Divorce law reform is back on the agenda, owing largely to the case of Hugh and Tini Owens which is due to be finally decided by the Supreme Court. Mrs Owens is seeking a divorce based on her husband’s alleged unreasonable behaviour. Mr Owens does not accept that he has been unreasonable, and the courts have so far agreed with him. The family court described his behaviour as, “the kind to be expected in marriage.” Unusually in this case, however, where many husbands might nevertheless understand that the marriage is over and agree to a separation divorce by consent, Mr Owens does not and will not. Instead, he hopes the parties still have a “few years to enjoy” together.

This is an unusual case and has coincided with, or perhaps prompted, calls for wider family law reform including from the judiciary. Lady Hale, President of the Supreme Court and the most senior judge in the land, has identified three areas ripe for reform: no-fault divorce, limiting spousal maintenance for life and financial protection for unmarried couples. A fringe panel event at 2017 Conservative Party Conference promoted no-fault divorces with much enthusiasm: however, the need for a new statutory divorce regime is being overstated and the dangers glossed over.

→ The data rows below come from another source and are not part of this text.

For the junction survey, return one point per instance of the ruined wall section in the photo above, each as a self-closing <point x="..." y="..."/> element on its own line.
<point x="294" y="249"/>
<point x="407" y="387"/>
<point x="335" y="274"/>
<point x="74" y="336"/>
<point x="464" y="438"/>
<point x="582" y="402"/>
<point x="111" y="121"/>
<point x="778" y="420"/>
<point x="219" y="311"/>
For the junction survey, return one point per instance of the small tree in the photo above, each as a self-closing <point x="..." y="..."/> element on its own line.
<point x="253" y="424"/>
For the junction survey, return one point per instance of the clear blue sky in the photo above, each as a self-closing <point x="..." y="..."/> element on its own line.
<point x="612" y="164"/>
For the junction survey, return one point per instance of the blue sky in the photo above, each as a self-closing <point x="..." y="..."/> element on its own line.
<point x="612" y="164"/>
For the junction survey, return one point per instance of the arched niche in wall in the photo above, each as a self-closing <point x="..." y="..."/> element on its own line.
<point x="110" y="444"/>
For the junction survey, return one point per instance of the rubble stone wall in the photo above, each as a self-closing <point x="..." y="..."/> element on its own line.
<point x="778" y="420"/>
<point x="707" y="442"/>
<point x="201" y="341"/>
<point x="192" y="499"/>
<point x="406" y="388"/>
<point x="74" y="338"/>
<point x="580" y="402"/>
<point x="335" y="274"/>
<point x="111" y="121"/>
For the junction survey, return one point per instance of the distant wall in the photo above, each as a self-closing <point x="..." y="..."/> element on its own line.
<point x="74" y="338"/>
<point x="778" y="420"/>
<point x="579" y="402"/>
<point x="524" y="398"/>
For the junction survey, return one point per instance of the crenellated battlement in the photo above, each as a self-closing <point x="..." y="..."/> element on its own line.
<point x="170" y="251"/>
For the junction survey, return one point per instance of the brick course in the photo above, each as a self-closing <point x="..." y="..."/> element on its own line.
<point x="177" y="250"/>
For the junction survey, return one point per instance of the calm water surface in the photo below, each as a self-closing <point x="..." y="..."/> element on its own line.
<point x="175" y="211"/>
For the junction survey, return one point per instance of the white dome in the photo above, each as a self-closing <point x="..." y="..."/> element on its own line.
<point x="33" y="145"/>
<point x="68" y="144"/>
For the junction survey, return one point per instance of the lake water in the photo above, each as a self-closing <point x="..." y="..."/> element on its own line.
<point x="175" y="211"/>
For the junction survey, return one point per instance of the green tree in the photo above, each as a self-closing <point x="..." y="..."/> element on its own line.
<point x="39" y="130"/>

There are currently five statutory reasons why a divorce can be granted in England and Wales. At least three of them – arguably four – are already non-fault based: two years’ separation by consent, five years separation and desertion. The fourth – adultery – is also technically a question of fact rather than fault. The law provides no scope for the parties to argue why the adultery took place and whether it was reasonable. If adultery took place a divorce can be granted regardless of the circumstances that led to it.